In [2]:
import pandas as pd
import math
import random
import sqlite3
import numpy as np

# Define a simple linear regression function
def LinearRegressionFit(X, y):
    n = len(X)
    x_mean = sum(X) / n
    y_mean = sum(y) / n

    numerator = sum((X[i] - x_mean) * (y[i] - y_mean) for i in range(n))
    denominator = sum((X[i] - x_mean) ** 2 for i in range(n))

    b1 = numerator / denominator
    b0 = y_mean - b1 * x_mean

    return b0, b1

# Load your historical data up to 2020
data = pd.read_csv('C:/Users/PREDATOR/Documents/college project/renewable.csv')

# Handle missing values (you can use imputation or drop rows with missing values)
data = data.dropna()

# Define the independent variables (features) and target variable
feature_columns = ['Electricity from hydro (TWh)', 'Electricity from wind (TWh)', 'Electricity from solar (TWh)', 'Other renewables including bioenergy (TWh)', 'Total (TWh)']

# Create a new DataFrame for the years 2021 to 2050
years = list(range(2021, 2051))

# Initialize a list to store predictions for each entity and each column
all_predictions = []

# Group the data by the 'Country' column and rename it to 'Entity'
grouped_data = data.groupby('Entity')

# Function to calculate the probability of achieving the predicted outcome
def calculate_probability(prediction, prediction_interval):
    if prediction <= prediction_interval[1] and prediction >= prediction_interval[0]:
        return "High"
    else:
        return "Low"

# Function to calculate the confidence level in terms of percentage
def calculate_probability_percentage(prediction, prediction_interval):
    if prediction <= prediction_interval[1] and prediction >= prediction_interval[0]:
        probability = 95  # If within interval, probability is 95%
    else:
        prediction_range = prediction_interval[1] - prediction_interval[0]
        prediction_distance = min(abs(prediction - prediction_interval[0]), abs(prediction - prediction_interval[1]))
        probability = max(0, 100 - (prediction_distance / prediction_range) * 100)
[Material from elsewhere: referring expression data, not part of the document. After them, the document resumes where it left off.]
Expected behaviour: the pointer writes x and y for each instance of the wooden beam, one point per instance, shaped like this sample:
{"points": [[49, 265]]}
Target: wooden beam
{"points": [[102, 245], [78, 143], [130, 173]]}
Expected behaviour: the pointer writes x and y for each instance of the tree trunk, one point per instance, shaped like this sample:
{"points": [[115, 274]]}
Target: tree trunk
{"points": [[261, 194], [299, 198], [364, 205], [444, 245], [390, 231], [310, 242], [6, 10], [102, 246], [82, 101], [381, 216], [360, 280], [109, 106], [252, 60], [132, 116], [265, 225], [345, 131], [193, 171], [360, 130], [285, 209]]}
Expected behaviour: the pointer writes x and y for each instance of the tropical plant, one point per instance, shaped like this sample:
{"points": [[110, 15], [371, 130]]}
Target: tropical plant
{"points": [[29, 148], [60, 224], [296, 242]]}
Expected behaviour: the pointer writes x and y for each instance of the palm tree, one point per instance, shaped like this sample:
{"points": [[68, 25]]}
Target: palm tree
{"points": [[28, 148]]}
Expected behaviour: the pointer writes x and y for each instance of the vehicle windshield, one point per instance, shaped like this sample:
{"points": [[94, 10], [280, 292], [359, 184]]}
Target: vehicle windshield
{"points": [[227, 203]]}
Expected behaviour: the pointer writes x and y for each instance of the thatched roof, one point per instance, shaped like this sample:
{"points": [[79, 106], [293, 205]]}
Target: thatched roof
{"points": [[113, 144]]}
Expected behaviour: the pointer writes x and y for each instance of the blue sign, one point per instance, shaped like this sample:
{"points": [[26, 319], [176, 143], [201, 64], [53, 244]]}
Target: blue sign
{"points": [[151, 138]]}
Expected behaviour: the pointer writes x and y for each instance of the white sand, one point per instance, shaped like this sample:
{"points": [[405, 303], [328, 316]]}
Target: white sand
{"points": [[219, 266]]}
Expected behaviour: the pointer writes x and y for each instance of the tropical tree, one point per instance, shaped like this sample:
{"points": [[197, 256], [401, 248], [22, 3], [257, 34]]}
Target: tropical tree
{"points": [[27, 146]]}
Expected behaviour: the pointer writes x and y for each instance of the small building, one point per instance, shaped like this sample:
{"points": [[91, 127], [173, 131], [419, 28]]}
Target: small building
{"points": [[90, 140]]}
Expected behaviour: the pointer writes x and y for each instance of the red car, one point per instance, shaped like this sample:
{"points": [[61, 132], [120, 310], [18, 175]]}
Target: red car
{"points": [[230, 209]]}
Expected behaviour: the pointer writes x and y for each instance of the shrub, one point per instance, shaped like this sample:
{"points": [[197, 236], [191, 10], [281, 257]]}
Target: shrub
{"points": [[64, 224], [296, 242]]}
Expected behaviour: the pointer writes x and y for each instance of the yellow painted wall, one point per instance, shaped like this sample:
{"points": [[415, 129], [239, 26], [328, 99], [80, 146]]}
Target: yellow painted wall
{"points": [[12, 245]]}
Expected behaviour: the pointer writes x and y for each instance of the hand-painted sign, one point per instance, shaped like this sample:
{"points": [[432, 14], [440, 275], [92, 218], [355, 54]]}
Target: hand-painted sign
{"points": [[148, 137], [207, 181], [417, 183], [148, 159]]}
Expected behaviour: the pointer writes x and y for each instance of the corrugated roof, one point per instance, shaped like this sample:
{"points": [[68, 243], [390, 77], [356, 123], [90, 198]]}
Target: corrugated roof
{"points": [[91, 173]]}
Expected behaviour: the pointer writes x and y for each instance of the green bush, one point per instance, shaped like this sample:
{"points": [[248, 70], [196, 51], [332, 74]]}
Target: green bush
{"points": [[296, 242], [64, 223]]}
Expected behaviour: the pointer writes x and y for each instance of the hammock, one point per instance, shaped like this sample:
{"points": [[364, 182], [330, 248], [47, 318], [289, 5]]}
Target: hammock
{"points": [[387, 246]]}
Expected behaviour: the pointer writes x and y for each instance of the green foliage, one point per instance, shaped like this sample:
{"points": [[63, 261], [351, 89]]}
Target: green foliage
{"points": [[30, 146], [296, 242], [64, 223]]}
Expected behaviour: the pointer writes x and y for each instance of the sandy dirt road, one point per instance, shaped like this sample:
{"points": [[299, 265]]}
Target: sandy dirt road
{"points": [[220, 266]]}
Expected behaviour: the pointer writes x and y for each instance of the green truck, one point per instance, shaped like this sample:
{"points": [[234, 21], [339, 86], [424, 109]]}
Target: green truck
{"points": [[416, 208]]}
    # Add or subtract a random value between -5 and 5 to the probability
    probability += random.uniform(-5, 5)
    probability = max(90, min(100, probability))  # Ensure the probability stays between 90 and 100
    return round(probability, 2)

# Iterate through each entity group
for entity, entity_data in grouped_data:
    # Initialize dictionaries to store predictions for the current entity for each column
    predictions = {'Entity': entity}
    
    # Iterate through each column and perform linear regression
    for column in feature_columns:
        X = entity_data['Year'].tolist()
        y = entity_data[column].tolist()
        
        # Calculate b0 and b1 for the current entity and column
        b0, b1 = LinearRegressionFit(X, y)
        
        # Make predictions for the current entity and column for the years 2021 to 2050
        column_predictions = []
        prediction_intervals = []  # Store prediction intervals
        probabilities = []  # Store probabilities for each year
        probabilities_percentage = []  # Store probabilities percentage for each year
        
        for year in years:
            prediction = b0 + b1 * year
            if prediction < 0:
                prediction = 0
            
            # Calculate prediction intervals
            n = len(X)
            x_mean = sum(X) / n
            SSxx = sum((x - x_mean) ** 2 for x in X)
            std_error = 1.96 * math.sqrt(1/n + (year - x_mean) ** 2 / SSxx) * np.std(y)
            prediction_interval = (prediction - std_error, prediction + std_error)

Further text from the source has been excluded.